- Location: Salvatierra, Guanajuato, Mexico
- Date: December 17, 2023 3:30 a.m
- Attack type: Mass shooting
- Deaths: 11
- Injured: 24
- Perpetrators: Local Drug Cartel (Alleged) ^{[citation needed]}

= Salvatierra massacre =

Christmas party mass shooting in Salvatierra

The 2023 Salvatierra massacre was a mass shooting at a Christmas Party on December 17, 2023, that left approximately 11 people dead and 24 people injured in the outskirts of the city of Salvatierra, Guanajuato, Mexico.

== Background ==
The town of Salvatierra is located in the southern portion of the state of Guanajuato.
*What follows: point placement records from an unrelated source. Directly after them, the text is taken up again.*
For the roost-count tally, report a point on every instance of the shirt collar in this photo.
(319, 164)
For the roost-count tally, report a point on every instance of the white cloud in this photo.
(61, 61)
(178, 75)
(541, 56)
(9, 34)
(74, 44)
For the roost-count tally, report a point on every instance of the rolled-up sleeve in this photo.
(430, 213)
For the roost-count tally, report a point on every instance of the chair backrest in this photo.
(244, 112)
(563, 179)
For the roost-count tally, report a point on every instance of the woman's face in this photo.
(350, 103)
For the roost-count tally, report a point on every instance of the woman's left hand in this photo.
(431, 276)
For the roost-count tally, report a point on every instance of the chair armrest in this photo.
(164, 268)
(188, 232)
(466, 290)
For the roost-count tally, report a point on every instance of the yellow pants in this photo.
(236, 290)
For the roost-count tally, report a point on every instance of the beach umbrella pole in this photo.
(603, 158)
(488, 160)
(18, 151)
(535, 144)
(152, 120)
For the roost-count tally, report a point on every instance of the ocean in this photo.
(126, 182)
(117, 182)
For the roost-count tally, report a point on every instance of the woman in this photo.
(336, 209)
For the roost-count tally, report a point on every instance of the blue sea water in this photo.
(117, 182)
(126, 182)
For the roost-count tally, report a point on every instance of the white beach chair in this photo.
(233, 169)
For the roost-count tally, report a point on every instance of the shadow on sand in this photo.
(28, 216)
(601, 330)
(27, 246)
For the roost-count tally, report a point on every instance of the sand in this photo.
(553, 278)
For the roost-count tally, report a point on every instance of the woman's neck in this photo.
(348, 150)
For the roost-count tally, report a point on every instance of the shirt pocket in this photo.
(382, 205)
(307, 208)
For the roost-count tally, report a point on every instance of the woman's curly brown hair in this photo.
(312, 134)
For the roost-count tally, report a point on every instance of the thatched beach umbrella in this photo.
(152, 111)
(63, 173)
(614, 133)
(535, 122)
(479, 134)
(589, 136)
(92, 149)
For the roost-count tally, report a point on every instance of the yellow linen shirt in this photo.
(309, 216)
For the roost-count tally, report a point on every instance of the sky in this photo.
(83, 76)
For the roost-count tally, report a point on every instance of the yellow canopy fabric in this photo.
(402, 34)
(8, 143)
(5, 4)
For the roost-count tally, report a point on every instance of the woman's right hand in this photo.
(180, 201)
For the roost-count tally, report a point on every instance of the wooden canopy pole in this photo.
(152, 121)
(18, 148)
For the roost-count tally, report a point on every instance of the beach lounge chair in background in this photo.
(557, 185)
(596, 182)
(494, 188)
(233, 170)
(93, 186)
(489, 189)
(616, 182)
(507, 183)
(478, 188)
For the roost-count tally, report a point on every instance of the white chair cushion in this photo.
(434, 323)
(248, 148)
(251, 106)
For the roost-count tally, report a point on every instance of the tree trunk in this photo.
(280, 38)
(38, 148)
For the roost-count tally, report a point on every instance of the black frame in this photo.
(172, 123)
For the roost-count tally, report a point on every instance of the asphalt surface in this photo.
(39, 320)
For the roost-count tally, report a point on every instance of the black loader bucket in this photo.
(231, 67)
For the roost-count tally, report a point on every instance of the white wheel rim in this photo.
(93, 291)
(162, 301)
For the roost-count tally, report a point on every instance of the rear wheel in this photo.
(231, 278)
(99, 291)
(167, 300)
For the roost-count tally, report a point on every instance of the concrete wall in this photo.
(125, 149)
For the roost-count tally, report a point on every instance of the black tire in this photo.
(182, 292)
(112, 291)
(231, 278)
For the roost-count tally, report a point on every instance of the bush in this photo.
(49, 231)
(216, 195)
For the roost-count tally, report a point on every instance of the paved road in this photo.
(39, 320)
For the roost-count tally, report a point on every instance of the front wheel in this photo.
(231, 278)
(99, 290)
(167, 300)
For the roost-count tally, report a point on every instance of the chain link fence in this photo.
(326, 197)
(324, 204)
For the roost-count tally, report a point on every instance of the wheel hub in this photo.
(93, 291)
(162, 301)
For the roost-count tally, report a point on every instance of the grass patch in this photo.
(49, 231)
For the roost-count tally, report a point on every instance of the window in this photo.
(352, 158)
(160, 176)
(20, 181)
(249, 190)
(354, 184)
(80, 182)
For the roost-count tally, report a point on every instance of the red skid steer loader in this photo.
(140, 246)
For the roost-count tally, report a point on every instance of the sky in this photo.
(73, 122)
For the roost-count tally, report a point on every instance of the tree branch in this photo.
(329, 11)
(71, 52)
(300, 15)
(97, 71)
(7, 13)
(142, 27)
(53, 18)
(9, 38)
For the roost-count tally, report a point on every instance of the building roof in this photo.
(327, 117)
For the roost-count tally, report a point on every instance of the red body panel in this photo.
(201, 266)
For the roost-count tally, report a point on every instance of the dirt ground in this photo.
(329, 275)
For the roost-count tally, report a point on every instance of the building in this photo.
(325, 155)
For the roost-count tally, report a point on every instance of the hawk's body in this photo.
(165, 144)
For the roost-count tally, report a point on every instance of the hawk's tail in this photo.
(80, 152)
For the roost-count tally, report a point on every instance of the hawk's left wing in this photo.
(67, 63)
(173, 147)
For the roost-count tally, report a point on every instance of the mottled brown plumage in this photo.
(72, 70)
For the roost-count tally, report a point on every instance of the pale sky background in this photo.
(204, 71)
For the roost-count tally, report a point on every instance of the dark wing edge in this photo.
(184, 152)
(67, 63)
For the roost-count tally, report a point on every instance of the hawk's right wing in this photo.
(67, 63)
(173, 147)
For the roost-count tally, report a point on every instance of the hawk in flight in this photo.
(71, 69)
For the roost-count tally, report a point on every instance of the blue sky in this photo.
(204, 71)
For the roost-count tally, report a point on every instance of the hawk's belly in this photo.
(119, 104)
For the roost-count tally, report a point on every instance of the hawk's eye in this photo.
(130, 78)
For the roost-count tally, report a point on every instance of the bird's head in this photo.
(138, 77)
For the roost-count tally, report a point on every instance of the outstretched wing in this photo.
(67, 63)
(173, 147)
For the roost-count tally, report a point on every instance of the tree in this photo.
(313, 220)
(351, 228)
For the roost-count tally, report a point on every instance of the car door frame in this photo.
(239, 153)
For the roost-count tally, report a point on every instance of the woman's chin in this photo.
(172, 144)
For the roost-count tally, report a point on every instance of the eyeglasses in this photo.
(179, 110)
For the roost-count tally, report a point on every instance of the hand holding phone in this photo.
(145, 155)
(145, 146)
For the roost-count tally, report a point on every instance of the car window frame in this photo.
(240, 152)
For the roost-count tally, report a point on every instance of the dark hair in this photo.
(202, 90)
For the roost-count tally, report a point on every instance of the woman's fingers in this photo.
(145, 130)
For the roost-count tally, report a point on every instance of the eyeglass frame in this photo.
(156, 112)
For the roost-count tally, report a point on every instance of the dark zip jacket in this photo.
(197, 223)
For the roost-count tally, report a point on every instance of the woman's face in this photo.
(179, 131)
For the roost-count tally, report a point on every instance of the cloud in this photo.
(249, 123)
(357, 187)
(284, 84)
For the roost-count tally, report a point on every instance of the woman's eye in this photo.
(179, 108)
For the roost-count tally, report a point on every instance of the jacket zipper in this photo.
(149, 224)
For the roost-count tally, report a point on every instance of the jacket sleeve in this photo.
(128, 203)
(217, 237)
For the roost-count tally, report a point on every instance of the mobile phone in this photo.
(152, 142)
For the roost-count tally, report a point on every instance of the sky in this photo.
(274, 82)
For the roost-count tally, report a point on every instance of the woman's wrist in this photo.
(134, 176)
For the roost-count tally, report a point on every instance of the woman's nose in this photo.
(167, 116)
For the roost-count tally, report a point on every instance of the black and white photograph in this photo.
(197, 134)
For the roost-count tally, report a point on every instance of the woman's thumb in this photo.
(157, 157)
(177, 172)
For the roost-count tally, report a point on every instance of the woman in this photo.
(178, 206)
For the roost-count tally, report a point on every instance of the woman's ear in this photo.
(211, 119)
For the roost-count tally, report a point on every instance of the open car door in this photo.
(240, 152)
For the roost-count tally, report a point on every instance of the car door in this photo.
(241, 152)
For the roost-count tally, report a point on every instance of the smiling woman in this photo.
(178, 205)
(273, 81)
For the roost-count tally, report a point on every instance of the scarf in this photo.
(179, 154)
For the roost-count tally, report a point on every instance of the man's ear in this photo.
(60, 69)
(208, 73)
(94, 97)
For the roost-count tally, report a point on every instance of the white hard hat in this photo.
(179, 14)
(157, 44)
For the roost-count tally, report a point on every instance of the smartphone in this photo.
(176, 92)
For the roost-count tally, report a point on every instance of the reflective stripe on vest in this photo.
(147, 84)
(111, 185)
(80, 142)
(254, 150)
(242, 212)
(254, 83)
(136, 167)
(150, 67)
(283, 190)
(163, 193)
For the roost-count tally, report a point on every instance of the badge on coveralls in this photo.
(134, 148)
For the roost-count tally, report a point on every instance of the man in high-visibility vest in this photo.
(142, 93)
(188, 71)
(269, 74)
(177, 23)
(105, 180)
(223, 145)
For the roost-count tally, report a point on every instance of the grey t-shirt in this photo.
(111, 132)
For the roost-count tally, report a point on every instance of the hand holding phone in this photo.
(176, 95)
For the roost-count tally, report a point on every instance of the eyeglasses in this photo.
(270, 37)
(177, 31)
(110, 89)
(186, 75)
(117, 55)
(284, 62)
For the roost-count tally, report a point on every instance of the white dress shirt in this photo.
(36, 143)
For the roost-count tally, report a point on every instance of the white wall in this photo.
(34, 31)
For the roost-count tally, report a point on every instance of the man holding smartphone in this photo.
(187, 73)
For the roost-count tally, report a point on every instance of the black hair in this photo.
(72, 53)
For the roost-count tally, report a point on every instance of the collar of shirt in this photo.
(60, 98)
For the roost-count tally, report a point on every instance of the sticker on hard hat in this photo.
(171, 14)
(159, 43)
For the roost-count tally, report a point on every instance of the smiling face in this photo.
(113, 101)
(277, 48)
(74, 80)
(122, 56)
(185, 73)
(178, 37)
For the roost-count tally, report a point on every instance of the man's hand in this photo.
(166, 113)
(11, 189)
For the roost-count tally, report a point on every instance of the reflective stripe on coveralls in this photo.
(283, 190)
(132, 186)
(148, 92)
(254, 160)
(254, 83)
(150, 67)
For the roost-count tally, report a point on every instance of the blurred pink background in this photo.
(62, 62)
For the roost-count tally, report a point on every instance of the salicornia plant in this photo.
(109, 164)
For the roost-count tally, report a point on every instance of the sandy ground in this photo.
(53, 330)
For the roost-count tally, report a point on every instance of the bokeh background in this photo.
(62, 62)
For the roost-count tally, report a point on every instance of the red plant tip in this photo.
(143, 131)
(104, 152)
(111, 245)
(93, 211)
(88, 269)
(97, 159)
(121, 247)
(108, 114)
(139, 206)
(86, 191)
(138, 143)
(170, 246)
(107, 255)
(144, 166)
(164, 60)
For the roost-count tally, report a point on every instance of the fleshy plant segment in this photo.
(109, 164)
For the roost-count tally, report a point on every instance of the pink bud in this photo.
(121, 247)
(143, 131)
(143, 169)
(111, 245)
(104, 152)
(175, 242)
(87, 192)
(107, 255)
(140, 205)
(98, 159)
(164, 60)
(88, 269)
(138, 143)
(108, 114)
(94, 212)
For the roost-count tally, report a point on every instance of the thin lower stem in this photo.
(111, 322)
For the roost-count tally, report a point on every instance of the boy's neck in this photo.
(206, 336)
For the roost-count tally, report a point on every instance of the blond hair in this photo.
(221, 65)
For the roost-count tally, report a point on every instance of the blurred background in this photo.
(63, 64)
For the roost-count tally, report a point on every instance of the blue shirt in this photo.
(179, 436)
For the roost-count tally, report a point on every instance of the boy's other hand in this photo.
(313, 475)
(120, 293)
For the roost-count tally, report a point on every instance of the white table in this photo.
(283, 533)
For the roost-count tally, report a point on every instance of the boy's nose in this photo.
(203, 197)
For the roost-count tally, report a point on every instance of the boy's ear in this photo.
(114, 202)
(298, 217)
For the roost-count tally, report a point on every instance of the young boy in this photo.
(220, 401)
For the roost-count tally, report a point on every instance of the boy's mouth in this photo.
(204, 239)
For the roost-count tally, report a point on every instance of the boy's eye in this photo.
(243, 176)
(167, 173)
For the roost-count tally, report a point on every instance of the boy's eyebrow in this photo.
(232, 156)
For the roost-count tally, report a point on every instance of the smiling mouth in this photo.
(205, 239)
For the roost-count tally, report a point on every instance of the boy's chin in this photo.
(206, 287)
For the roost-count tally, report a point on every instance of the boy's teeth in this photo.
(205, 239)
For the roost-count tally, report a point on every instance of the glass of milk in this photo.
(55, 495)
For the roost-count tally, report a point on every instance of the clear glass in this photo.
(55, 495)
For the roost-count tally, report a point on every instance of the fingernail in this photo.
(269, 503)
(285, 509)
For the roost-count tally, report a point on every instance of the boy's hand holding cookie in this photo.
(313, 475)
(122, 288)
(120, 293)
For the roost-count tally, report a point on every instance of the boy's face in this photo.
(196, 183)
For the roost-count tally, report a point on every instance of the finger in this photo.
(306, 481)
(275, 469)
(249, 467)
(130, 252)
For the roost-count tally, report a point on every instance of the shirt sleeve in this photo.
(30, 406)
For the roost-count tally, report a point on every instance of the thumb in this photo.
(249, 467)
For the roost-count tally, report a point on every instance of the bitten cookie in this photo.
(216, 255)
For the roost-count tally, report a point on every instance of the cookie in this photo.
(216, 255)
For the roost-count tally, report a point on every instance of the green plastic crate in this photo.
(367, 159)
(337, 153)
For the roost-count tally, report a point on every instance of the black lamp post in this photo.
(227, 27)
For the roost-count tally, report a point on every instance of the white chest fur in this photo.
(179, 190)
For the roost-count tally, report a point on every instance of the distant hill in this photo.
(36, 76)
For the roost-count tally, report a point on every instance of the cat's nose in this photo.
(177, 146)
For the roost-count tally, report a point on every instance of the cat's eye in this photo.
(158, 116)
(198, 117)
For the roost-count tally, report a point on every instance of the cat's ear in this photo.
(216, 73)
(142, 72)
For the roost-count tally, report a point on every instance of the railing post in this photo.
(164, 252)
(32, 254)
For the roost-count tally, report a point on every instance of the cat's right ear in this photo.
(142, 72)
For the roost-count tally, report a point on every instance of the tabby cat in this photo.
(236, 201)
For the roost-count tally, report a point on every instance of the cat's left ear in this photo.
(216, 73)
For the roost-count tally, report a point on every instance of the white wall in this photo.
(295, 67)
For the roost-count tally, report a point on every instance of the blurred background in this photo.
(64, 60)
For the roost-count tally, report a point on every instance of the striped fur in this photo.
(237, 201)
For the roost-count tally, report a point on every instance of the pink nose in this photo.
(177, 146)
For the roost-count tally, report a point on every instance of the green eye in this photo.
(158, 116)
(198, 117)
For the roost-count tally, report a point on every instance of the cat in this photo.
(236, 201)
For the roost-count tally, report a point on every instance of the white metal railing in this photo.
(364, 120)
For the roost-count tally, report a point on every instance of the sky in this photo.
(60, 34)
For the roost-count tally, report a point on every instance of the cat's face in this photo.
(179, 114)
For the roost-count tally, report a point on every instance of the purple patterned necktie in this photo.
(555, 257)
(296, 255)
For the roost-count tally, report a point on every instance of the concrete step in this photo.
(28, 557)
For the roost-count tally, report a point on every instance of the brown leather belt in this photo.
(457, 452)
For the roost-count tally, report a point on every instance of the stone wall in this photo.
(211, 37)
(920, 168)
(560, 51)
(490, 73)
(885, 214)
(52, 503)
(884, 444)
This area has seen an increase in drug-related violence due in part to its proximity with the neighboring state of Michoacán which is controlled by the CJNG and actively seeks to expand for territory against local drug cartels in the area which are backed by the Sinaloa Cartel.

== Reactions ==
The Guanajuato Attorney General's Office condemned the attack and said that a “multidisciplinary” team would carry out an investigation aimed at detaining the culprits. No arrests were immediately reported.

President Andrés Manuel López Obrador called for the resignation of the Attorney General of Guanajuato, stating that "For that reason too, my respectful insistence in that they change the state prosecutor, who has been there 13 years and has colossal political power."